All About Frying II

To understand how the ’76 Steelers can turn into the ’08 Lions, we need to back up a bit and talk about fat composition. Kitchen fats are what are known as trigycerides. Which is to say their molecules are made up of three long-chain fatty acids attached to a “backbone” of glycerol. Imagine a capital letter “E” and you get the idea.

The trouble with these nice orderly fat molecules is that they don’t stay orderly, especially when you expose them to air, water and heat (as in oh, say, a fryer). In such an environment, they steadily, inexorably break down.

The reactions that cause fat molecules to break down are of two basic types: oxidation and hydrolysis. Oxidation, which occurs as the oil is heated and exposed to air, causes the fatty acid chains to break into pieces, yielding all kinds of weird compounds including foul-smelling short-chain fatty acids and ketones (the things that make old oil smell like fish).

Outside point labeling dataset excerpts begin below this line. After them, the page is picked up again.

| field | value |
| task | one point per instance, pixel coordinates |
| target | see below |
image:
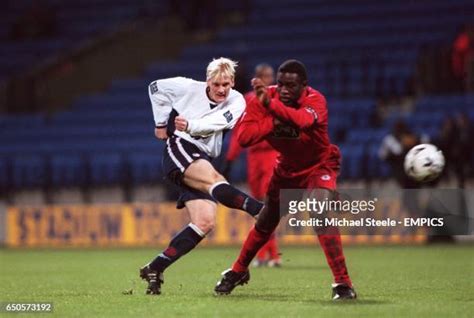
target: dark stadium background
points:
(76, 127)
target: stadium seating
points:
(354, 53)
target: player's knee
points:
(206, 223)
(267, 224)
(216, 177)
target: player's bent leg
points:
(202, 214)
(202, 176)
(257, 237)
(201, 211)
(330, 241)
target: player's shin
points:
(255, 240)
(181, 244)
(330, 240)
(233, 198)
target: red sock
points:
(255, 240)
(263, 252)
(273, 248)
(332, 247)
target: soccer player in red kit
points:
(261, 160)
(293, 118)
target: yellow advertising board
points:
(144, 224)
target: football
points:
(424, 162)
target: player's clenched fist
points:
(161, 134)
(260, 90)
(180, 123)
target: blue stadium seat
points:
(29, 171)
(68, 170)
(106, 168)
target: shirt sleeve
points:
(255, 125)
(225, 118)
(314, 110)
(234, 148)
(163, 94)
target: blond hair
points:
(221, 67)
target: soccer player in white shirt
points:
(192, 117)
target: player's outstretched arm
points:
(302, 118)
(254, 127)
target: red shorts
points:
(319, 178)
(260, 170)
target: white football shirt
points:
(206, 119)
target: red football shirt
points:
(301, 137)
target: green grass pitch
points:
(391, 281)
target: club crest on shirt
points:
(153, 88)
(311, 111)
(285, 131)
(228, 116)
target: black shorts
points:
(177, 156)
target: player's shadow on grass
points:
(291, 298)
(303, 267)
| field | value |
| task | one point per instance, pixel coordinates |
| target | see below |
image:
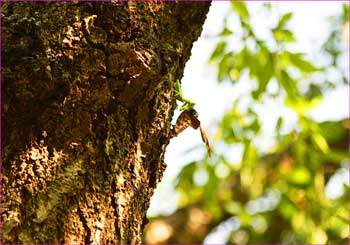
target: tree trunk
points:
(86, 109)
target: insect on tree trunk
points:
(87, 100)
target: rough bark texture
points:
(87, 104)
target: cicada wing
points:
(205, 140)
(182, 122)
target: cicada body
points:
(187, 118)
(190, 118)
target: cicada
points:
(190, 118)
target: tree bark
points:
(86, 110)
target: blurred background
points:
(271, 86)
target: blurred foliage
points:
(277, 196)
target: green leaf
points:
(300, 176)
(241, 9)
(218, 51)
(225, 65)
(283, 35)
(284, 19)
(288, 84)
(225, 32)
(303, 65)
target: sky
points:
(199, 84)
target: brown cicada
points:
(190, 118)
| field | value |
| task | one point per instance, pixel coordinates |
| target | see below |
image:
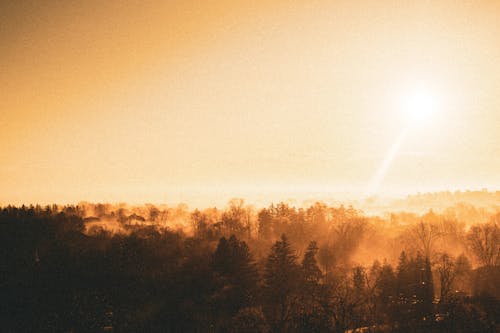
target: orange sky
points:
(156, 101)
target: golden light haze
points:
(155, 101)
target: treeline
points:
(278, 269)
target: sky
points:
(169, 101)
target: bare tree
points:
(426, 234)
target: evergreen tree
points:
(281, 284)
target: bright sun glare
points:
(420, 105)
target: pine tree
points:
(281, 284)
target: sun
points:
(420, 106)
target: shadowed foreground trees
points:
(55, 277)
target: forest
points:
(320, 268)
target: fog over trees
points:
(317, 268)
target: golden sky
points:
(167, 101)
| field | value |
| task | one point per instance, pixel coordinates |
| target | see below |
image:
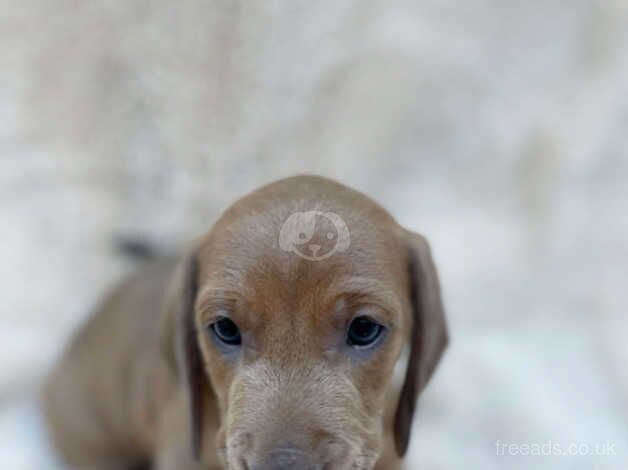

Hydrolysis results from the combined effects of heat and water (introduced to the equation by food). It causes the fatty acid chains to break off the glycerol backbone, resulting in free fatty acids and glycerol. If the environment happens to be alkaline (which it becomes as bits of food are cooked and/or burned) a further reaction takes place: saponification.

Now, as some of you may remember from an old post on potash, saponification is the process by which fatty acids, in the presence of an alkaline, are converted into fatty acid salts. In other words: soaps. So now we’ve got soap molecules mixed in with the frying fat. And what does soap allow oil and water to do? Anyone? Anyone? Yes, you in back with the KFC. Right, it allows them to mix. Now we have a fry environment in which fat and water molecules can slip right past each other. And that, my friends, is what turns the ’76 Steeler defensive line into the ’08 Lions. Not a pretty picture for a doughnut. Not pretty at all.